Lesson Summary • All cells are very small because they need to pass substances across their surface. Their small size gives them a relatively large ratio of surface area to volume, facilitating the transfer of substances. The shapes of cells may vary, and a cell’s shape generally suits function. • Cells are diverse, but all cells contain a plasma membrane, cytoplasm, ribosomes, and DNA. • Prokaryotic cells are cells without a nucleus. They are found in single-celled organisms. Eukaryotic cells are cells with a nucleus and other organelles. They are found mainly in multicellular organisms. • The plasma membrane is a phospholipid bilayer that supports and protects a cell and controls what enters and leaves it. • The cytoplasm consists of everything inside the plasma membrane, including watery cytosol and organelles. The cytoplasm suspends the organelles and does other jobs. The cytoskeleton crisscrosses the cytoplasm and gives the cell an internal framework.

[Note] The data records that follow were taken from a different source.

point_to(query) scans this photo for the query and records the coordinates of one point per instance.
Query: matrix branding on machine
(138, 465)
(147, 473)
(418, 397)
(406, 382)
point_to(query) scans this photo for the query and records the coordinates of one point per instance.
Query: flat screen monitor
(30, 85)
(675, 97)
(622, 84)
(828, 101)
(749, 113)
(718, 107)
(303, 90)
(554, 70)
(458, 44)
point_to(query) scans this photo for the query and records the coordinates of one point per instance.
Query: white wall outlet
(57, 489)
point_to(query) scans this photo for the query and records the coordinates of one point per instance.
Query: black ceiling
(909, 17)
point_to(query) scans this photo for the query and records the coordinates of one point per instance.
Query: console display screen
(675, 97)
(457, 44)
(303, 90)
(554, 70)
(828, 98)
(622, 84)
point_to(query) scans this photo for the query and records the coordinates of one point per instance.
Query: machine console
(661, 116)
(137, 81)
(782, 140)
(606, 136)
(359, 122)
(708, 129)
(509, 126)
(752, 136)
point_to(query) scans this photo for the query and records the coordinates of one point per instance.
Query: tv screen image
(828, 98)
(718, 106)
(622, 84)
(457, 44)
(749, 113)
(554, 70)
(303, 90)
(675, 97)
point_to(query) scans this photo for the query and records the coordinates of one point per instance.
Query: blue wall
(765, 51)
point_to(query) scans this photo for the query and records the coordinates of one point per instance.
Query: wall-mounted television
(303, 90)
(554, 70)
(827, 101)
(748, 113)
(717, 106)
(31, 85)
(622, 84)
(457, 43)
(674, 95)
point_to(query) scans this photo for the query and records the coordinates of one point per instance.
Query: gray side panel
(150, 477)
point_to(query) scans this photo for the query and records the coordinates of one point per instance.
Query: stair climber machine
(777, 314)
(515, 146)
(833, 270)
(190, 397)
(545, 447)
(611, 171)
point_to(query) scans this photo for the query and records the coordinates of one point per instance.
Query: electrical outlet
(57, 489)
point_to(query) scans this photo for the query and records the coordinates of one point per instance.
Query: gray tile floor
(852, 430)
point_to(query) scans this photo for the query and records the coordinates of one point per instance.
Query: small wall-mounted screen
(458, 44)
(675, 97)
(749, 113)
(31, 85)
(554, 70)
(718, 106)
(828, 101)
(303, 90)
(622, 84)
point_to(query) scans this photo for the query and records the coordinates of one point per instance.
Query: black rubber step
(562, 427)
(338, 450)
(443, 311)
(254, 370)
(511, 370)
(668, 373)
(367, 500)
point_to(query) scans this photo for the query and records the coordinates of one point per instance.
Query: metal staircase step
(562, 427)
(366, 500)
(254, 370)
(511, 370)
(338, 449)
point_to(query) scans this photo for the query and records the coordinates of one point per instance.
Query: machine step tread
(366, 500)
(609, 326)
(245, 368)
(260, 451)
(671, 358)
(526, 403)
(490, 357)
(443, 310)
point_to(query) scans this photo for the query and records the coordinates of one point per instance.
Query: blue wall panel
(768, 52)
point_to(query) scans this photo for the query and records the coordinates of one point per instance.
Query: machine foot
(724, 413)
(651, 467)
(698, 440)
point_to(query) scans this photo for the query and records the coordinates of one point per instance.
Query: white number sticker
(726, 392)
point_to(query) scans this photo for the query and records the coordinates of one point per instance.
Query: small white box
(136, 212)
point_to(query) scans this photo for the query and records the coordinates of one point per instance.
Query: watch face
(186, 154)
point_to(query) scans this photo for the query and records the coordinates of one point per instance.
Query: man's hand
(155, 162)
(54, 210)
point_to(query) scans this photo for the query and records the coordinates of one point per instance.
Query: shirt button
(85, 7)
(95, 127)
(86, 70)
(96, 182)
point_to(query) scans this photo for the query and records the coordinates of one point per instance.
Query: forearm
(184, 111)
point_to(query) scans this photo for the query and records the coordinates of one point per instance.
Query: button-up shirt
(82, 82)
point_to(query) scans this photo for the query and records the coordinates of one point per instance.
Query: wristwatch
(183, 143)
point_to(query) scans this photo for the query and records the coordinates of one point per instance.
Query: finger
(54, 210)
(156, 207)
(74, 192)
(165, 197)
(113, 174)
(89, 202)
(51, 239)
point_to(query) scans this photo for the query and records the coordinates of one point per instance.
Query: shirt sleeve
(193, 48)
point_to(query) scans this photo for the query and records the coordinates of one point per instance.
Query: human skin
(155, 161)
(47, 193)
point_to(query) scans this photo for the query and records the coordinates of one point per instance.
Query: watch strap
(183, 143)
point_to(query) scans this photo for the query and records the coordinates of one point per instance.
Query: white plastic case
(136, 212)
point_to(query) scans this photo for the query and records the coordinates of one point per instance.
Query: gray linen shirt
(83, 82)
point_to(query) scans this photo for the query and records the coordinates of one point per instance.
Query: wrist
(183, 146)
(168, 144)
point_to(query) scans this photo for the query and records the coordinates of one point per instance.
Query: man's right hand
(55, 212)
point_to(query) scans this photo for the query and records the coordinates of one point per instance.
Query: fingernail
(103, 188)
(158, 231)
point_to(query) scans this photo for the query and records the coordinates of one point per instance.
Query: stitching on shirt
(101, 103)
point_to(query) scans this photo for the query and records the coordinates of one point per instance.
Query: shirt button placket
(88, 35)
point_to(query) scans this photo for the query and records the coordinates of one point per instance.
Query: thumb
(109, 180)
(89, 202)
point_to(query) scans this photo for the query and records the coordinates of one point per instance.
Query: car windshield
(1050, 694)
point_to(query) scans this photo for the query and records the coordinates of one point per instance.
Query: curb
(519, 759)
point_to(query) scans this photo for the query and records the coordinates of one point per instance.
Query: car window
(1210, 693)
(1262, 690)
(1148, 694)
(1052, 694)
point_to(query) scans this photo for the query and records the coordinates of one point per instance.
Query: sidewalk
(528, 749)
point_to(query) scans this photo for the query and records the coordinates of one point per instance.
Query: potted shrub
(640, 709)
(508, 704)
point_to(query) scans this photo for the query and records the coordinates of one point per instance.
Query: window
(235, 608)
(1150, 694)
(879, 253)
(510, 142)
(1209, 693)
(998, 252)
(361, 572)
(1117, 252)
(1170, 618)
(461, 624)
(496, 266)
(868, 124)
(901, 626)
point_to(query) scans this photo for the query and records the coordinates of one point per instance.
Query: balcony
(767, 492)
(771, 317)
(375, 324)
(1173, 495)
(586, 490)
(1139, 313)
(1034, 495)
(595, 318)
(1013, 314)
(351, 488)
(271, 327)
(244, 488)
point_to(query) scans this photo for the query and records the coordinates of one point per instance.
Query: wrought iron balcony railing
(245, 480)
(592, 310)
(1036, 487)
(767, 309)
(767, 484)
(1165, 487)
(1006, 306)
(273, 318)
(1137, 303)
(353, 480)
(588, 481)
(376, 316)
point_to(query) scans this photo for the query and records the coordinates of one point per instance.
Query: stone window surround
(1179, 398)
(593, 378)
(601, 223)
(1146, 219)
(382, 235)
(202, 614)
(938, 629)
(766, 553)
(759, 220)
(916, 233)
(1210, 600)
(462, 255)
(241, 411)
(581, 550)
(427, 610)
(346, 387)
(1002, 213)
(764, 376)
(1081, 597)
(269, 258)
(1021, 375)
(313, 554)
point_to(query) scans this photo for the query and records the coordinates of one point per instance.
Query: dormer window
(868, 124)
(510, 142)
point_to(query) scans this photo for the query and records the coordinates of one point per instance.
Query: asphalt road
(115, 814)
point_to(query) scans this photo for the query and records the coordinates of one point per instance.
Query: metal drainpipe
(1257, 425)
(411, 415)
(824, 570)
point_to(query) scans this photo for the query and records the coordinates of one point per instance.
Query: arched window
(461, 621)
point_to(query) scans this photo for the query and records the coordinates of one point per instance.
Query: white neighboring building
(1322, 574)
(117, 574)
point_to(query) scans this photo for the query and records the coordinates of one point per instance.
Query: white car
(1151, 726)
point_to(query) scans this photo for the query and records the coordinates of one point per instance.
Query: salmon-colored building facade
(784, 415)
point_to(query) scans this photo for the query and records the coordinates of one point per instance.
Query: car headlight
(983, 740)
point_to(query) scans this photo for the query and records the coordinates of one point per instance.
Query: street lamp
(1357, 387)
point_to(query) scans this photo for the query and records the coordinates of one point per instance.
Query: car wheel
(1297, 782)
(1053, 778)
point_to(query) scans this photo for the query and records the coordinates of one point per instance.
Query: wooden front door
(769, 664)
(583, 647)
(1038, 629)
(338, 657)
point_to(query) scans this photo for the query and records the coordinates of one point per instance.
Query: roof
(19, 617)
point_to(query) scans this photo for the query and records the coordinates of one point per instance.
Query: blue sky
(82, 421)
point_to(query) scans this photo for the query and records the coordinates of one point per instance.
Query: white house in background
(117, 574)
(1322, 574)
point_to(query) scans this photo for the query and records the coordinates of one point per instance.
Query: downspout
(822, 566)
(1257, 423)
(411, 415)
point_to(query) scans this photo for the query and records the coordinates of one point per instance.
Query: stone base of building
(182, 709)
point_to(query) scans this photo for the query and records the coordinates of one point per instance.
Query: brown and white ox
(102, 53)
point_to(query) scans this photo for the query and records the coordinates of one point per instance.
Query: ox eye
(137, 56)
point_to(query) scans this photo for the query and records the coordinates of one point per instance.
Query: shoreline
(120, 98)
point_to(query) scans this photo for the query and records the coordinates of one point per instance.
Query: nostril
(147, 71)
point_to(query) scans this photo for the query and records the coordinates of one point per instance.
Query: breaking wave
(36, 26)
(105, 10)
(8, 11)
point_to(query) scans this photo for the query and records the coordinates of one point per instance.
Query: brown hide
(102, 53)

Lesson Summary • The nucleus is the largest organelle in a eukaryotic cell and contains most of the cell’s DNA. Other organelles in eukaryotic cells include the mitochondria, endoplasmic reticulum, ribosomes, Golgi apparatus, vesicles, vacuoles, and centrioles (in animal cells only). Each type of organelle has important functions in the cell. • Plant cells have special structures that are not found in animal cells, including a cell wall, a large central vacuole, and organelles called plastids. • Cells can exist independently as single-celled organisms or with other cells as multicellular organisms. Cells of a multicellular organism can be organized at the level of organelles, cells, tissues, organ systems, and organisms. • The biological levels of organization found in multi-cellular organisms work together to maintain homeostasis in living things. • Organelles present in unicellular organisms often act in the same manner as the tissues and systems found in multi-cellular organisms. The organelles in unicellular organisms perform all of the life processes needed to maintain homeostasis, by using specialized cell organelles.